European curbs on technology seen as harming farm productivity

Industry-funded study finds hazard-based regulation is a major problem

by Alex Scott
September 5, 2018 | A version of this story appeared in Volume 96, Issue 36

A photo of fields in Europe.
Credit: Shutterstock
A study by AgbioInvestor concludes that European controls on plant biotechnology and pesticides are hampering productivity of the region's farms.

Poor access to plant biotechnology and pesticides is causing European farm productivity to lag that of other countries, resulting in increased reliance on imports, according to a study by AgbioInvestor, a Scotland-based analyst firm. The study was commissioned by CropLife International, an agrochemical industry association whose members include Bayer and Syngenta.

The value of the EU’s agricultural output was flat between 2000 and 2014 while it increased by 80% in China, 70% in Brazil, and more than 30% in the U.S., the study finds. AgbioInvestor says the EU’s regulatory system—which is based on perceived hazard, rather than risk—is the source of the problem.

“We support the need for rigorous regulation to protect public health and the environment, but this report shows Europe has got the balance all wrong,” says Howard Minigh, president of CropLife International.

The region’s policies have turned Europe into a “museum of agriculture,” and change is urgently needed to remedy the situation, adds Beat Spaeth, director of green biotechnology for EuropaBio, a European biotech industry association.

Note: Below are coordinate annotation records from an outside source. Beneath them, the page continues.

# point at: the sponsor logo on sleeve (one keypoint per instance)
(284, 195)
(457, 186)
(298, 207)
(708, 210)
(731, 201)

But Pesticide Action Network (PAN), a Brussels-based network of more than 600 non-government organizations seeking to minimize the negative effects of pesticides, roundly rejects the study’s conclusions. “European crop productivity is at a very high level, and farmers have plenty of tools to keep it that way,” says Hans Muilerman, chemicals officer for PAN. “Since 2009 the number of pesticides available in Europe has been doubled from about 250 to 500.”

Instead of seeking out new pesticides and genetically modified crops, farmers should be looking at techniques such as crop rotation, planting resistant varieties, and biological controls, Muilerman says.